Cathy Goodwin and Susan Spiggle (1989) ,"Consumer Complaining: Attributions and Identities", in NA - Advances in Consumer Research Volume 16, eds. Thomas K. Srull, Provo, UT : Association for Consumer Research, Pages: 17-22.

Advances in Consumer Research Volume 16, 1989      Pages 17-22


Cathy Goodwin, Georgia State University

Susan Spiggle, University of Connecticut


This paper uses an attribution perspective to investigate consumer complaining in a service context. Two pilot studies are conducted. Study I indicates that attributions which individuals make of others' complaining are related to others' sex and whether the behavior is d fined as complaining or informing. Study II investigates self definitions of complaining and defines three types of individuals-those who embrace a complainer self definition, those who reject such a definition, and those whose complaining is situationally driven.

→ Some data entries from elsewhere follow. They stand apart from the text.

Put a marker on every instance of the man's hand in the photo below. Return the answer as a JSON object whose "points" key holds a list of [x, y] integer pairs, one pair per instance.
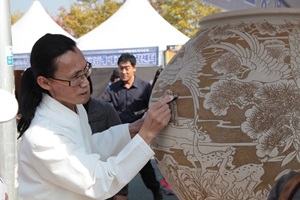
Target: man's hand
{"points": [[156, 118], [135, 127]]}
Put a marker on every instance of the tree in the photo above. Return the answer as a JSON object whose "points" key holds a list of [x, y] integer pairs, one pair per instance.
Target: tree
{"points": [[86, 15], [184, 15]]}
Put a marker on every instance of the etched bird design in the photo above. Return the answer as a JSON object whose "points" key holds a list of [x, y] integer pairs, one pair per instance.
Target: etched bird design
{"points": [[186, 67], [262, 66]]}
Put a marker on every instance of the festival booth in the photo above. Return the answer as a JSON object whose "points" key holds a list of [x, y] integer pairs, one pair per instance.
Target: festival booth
{"points": [[135, 28]]}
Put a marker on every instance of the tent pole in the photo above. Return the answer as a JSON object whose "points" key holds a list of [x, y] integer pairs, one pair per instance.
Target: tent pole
{"points": [[8, 133]]}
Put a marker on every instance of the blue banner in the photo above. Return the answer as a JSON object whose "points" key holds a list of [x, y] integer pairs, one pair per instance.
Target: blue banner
{"points": [[145, 57]]}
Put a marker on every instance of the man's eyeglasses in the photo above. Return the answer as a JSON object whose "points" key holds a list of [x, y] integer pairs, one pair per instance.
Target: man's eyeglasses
{"points": [[77, 80]]}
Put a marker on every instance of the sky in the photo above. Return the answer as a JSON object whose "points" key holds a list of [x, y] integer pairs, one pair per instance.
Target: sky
{"points": [[52, 7]]}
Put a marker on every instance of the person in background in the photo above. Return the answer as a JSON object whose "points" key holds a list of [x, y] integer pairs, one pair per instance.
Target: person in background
{"points": [[115, 76], [59, 157], [130, 96], [102, 116], [164, 185], [8, 111]]}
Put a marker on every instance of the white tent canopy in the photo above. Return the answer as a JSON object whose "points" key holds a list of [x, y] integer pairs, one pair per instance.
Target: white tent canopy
{"points": [[136, 24], [35, 23]]}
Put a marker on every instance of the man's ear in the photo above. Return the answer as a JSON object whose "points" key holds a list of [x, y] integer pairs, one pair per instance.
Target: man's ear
{"points": [[43, 82]]}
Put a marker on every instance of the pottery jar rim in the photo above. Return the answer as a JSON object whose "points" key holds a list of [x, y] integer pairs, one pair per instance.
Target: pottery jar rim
{"points": [[249, 13]]}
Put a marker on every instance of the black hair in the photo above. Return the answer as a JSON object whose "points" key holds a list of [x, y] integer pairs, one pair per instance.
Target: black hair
{"points": [[157, 73], [43, 61], [127, 57]]}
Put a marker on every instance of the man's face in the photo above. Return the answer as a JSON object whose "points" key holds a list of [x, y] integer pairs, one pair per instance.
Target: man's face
{"points": [[126, 71], [71, 66]]}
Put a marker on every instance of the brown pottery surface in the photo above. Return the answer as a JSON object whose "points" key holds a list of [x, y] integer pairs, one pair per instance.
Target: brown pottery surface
{"points": [[236, 123]]}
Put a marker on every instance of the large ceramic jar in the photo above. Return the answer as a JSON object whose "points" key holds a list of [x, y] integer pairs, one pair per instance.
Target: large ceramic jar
{"points": [[235, 127]]}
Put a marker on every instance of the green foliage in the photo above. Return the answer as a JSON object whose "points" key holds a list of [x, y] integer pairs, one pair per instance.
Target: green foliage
{"points": [[86, 15]]}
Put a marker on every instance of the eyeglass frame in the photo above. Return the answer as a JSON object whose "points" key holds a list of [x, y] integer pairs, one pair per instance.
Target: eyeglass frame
{"points": [[88, 66]]}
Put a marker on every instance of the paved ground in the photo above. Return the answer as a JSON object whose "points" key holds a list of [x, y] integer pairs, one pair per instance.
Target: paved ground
{"points": [[138, 190]]}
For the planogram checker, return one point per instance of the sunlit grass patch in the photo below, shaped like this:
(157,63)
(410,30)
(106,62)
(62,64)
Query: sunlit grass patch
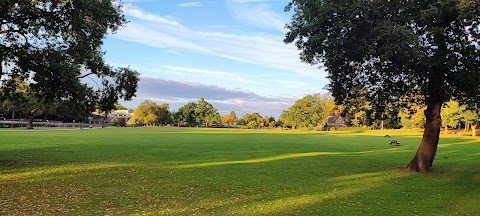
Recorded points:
(197,171)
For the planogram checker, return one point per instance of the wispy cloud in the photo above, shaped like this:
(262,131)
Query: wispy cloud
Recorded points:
(259,15)
(211,74)
(130,10)
(190,4)
(178,93)
(259,49)
(250,1)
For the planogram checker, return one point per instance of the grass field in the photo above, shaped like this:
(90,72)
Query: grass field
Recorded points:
(181,171)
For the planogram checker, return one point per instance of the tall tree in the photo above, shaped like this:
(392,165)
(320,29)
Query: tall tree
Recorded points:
(385,50)
(52,44)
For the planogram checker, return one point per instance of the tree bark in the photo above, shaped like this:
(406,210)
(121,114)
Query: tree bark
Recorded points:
(423,159)
(30,122)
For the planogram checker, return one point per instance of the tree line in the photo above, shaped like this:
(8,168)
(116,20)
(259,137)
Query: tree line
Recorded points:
(308,113)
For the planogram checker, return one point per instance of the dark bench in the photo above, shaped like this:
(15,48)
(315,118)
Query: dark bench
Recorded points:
(394,142)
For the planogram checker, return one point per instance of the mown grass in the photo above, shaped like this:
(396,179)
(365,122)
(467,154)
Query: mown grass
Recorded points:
(183,171)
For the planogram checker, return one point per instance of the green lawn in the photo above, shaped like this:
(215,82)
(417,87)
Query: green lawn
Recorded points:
(181,171)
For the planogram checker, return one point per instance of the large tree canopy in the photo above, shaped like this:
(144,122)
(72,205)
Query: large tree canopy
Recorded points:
(52,44)
(394,52)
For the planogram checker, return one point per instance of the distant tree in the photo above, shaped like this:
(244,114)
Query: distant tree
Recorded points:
(119,106)
(385,50)
(122,122)
(241,121)
(149,113)
(185,116)
(306,112)
(247,117)
(413,117)
(252,124)
(230,119)
(205,111)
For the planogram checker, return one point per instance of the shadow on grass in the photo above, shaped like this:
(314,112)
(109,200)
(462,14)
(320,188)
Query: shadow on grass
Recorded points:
(289,156)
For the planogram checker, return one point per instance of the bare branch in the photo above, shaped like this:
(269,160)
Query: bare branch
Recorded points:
(85,75)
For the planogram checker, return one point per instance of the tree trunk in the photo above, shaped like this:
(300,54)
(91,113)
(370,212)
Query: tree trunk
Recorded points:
(423,159)
(30,122)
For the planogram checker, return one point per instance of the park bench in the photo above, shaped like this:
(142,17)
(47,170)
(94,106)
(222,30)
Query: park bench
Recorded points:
(394,142)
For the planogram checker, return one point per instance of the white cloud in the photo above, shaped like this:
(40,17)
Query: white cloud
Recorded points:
(178,93)
(211,74)
(260,49)
(259,15)
(250,1)
(130,10)
(190,4)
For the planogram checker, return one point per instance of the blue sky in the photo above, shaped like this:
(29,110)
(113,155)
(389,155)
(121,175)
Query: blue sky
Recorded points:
(229,52)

Research on consumer complaint behavior has focused largely on factors which influence the consumer's decision to provide negative feedback to the marketer, as opposed lo remaining silent or generating negative word-of-mouth. Some researchers have identified consumer characteristics which may affect complaining decisions, such as demographics (Moyer 1984; Masson and Himes 1976; Warland et al. 1975; Best and Andreasen 1977); culture (Villareal-Camacho 1983); personality (Fornell and Westbrook 1979); and general attitudes toward complaining (Richins 1983). Other studies have identified situational influences, such as dissatisfaction with product or service (Bearden and Teel 1983); problem severity (Richins 1983; Bearden and Mason 1984); availability of alternatives (Fornell and Didow 1980); cost of complaining (Richins 1981; Bearden and Oliver 1985); expected provider responsiveness (Bearden and Mason 1984); and attribution of blame (Krishnan and Valle 1978; Folkes 1984).

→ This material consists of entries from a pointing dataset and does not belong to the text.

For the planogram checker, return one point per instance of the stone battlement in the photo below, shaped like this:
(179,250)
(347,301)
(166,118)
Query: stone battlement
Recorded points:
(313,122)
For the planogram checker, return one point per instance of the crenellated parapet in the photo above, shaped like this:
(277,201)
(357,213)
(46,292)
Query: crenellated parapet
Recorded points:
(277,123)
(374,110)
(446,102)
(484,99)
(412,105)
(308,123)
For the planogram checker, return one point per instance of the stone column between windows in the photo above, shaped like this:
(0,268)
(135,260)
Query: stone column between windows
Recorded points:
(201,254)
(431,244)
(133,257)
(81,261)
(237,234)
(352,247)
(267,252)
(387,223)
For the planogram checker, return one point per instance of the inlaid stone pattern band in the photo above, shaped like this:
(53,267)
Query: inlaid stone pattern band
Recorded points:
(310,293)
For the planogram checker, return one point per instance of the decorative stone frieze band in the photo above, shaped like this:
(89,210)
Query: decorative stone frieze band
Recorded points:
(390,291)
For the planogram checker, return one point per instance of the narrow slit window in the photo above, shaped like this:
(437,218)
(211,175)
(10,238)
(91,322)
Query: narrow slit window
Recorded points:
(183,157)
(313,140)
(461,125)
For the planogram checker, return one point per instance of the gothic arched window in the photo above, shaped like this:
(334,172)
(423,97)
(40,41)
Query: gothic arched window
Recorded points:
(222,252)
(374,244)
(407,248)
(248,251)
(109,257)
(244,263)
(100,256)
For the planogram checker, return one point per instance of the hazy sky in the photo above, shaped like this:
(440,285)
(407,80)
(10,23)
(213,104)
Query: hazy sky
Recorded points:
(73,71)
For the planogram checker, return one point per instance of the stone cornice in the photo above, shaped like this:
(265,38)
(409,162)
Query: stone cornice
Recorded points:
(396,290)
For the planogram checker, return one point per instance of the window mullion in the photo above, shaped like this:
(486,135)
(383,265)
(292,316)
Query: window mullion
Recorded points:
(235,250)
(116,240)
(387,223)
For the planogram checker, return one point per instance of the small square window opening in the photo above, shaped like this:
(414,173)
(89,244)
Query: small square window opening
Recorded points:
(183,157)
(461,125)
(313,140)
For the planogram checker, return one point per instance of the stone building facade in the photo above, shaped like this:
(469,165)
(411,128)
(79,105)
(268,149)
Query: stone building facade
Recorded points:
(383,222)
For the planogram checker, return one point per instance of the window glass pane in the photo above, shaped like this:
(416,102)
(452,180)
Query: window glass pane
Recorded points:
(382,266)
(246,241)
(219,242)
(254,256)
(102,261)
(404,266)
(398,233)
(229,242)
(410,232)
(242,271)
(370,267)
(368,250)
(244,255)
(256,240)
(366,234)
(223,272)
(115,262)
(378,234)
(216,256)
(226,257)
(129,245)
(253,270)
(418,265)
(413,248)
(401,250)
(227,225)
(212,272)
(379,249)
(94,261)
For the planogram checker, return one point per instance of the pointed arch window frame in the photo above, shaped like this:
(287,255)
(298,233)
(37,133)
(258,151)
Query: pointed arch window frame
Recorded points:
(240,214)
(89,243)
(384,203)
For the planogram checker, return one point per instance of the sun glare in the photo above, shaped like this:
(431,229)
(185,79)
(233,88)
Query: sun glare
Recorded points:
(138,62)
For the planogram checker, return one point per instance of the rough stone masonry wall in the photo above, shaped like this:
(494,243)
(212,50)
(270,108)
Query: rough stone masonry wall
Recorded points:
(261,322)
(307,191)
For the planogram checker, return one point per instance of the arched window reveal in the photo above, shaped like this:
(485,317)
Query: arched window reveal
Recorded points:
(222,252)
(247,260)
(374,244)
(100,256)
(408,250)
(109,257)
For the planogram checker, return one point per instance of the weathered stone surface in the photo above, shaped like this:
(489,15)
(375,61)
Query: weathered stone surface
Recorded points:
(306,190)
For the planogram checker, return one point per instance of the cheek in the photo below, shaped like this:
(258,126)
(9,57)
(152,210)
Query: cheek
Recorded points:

A consumer's self-definition as a complainer may also exert influence as an enduring characteristic, while the act of complaining may take on various meanings to the consumer in the context of specific situations. In making a complaint, the consumer takes on the role-identity (McCall and Simmons 1978) of "complainer." People tend to incorporate positive identities into their self-definitions, but distance themselves from strongly from negative identities, such as a "violator" apprehended by the police after running a red light (Sykes and Brent 1983). Similarly, we may hear disclaimers of the complainer identity ("I don't like to complain," or, "I'm not usually a complainer"), suggesting a reluctance to include this identity as a part of one's "self."

Complaint behavior represents a particularly observable social activity, as compared to information search, alternative evaluation and choice, which may be purely cognitive processes. Search, for example, may take place through anonymous window-shopping, activation of long term memory, or perusing advertisements. Complaints, on the other hand, are witnessed by marketers receiving them and often by other customers and clients if present. These special characteristics suggest that behavioral meaning will affect complaint behavior more than the less visible, less social consumer behaviors.

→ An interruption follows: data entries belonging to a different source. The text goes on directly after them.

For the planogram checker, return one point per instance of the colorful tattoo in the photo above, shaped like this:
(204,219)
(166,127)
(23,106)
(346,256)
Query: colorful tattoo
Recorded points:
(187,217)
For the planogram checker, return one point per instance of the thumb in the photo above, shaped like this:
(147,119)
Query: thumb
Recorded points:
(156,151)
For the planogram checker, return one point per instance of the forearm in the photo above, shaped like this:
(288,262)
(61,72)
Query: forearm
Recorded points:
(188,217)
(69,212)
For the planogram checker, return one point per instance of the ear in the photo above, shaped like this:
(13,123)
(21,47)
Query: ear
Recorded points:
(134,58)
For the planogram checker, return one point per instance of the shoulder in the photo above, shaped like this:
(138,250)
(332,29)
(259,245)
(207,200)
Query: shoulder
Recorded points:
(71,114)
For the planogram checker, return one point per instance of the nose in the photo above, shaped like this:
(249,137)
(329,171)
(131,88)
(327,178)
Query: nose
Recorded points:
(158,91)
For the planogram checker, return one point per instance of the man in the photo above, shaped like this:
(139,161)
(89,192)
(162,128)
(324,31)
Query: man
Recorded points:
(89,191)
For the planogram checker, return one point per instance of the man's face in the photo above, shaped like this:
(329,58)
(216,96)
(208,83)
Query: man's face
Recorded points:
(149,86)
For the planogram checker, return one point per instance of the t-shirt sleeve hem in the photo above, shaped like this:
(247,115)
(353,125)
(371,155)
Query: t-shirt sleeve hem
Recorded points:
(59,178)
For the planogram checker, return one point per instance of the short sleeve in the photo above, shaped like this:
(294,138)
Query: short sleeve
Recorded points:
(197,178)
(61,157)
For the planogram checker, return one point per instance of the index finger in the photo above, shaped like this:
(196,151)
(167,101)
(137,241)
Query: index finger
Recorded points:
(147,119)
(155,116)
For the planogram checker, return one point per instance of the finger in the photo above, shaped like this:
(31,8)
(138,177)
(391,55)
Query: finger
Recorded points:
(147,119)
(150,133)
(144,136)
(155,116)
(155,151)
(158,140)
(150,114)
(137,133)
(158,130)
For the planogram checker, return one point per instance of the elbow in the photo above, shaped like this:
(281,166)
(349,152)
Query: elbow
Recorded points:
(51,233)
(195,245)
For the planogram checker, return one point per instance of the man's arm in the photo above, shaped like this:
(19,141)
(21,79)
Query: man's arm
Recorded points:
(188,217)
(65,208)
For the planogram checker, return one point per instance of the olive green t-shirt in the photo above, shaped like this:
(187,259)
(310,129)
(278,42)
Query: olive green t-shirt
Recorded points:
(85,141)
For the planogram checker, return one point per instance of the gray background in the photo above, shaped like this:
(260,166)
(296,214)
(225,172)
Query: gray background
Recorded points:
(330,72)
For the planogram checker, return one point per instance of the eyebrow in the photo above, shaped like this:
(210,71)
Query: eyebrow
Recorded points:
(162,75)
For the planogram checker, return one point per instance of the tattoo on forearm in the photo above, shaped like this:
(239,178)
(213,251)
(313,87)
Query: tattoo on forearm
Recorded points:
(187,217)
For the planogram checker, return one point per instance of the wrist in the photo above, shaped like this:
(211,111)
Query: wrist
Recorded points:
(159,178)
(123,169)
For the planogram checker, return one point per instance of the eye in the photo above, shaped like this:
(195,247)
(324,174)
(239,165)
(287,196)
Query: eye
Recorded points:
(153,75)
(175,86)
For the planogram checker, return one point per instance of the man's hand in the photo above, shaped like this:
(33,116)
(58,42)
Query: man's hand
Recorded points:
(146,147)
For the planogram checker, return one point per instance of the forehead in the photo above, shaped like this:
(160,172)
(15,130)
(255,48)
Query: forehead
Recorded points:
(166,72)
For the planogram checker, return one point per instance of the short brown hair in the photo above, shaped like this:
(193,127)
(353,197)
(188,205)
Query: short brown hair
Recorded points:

This issue has relevance for researchers who ask consumers for complaint behavior self-reports, as consumers may under-report such behavior if they reject the "complainer" identity. There is additional relevance for marketers seeking consumer feedback, as consumers attempting to avoid the "complainer" identity may be reluctant to communicate negatively to the marketer.

This paper uses an attribution theory framework to examine the meanings attached to the "complainer' identity as well as the connotations of the term "complain." Two pilot studies examine the meaning of complaint behavior in a service context, where complaining requires direct confrontation with a person who provides the service. Study I addresses the way observers evaluate people who provide negative feedback to marketers. Study II explores the components of the complainer identity as well as the way that identity is shaped by anticipated attributions of others.

Attribution Theory

Attribution theory can be applied generally to "processes whereby people attribute characteristics, intentions, feelings and traits to the objects in their social world" (Kanouse and Hanson 1972). Jones and Davis (1965) identify two types of attributions-dispositional and intentional. People make intentional attributions directly from observed behavior; observers begin to make sense of their world by speculating about why others perform certain actions. These speculations often include situational factors, e.g., "He complained because the repair work was poorly done, and he wanted his money back."

In turn, Jones and Davis (1965) suggest, intentions offer cues to dispositions, the more stable, underlying components of the actor's personality which persist across a variety of situations. These dispositional attributions often take the form of ascribing to the observed individual a set of "broad" traits, "despite the scant empirical evidence for their existence" (Jones and Nisbett 1972).

While the Jones and Davis (1965) model and Shaver (1983) posit a sequence of inferences from intention to disposition, Reeder (1985) argues that people often make dispositional attributions directly from observed behavior, without making inferences about intentionality of the behavior. Dispositional attributions have been found to have relatively little relevance to marketing (Folkes 1988); however, we would expect that people will be reluctant to accept the complainer role-identity if they anticipate that observers attribute negative personal traits to people who complain, e.g., he is an aggressive person." Howard and Levinson (1985) suggest that attributional processes may be related to social labeling; thus, in an extreme case, negative attributions about complainers may lead consumers to see complaint behavior as somewhat deviant and to feel stigmatized w hen they complain.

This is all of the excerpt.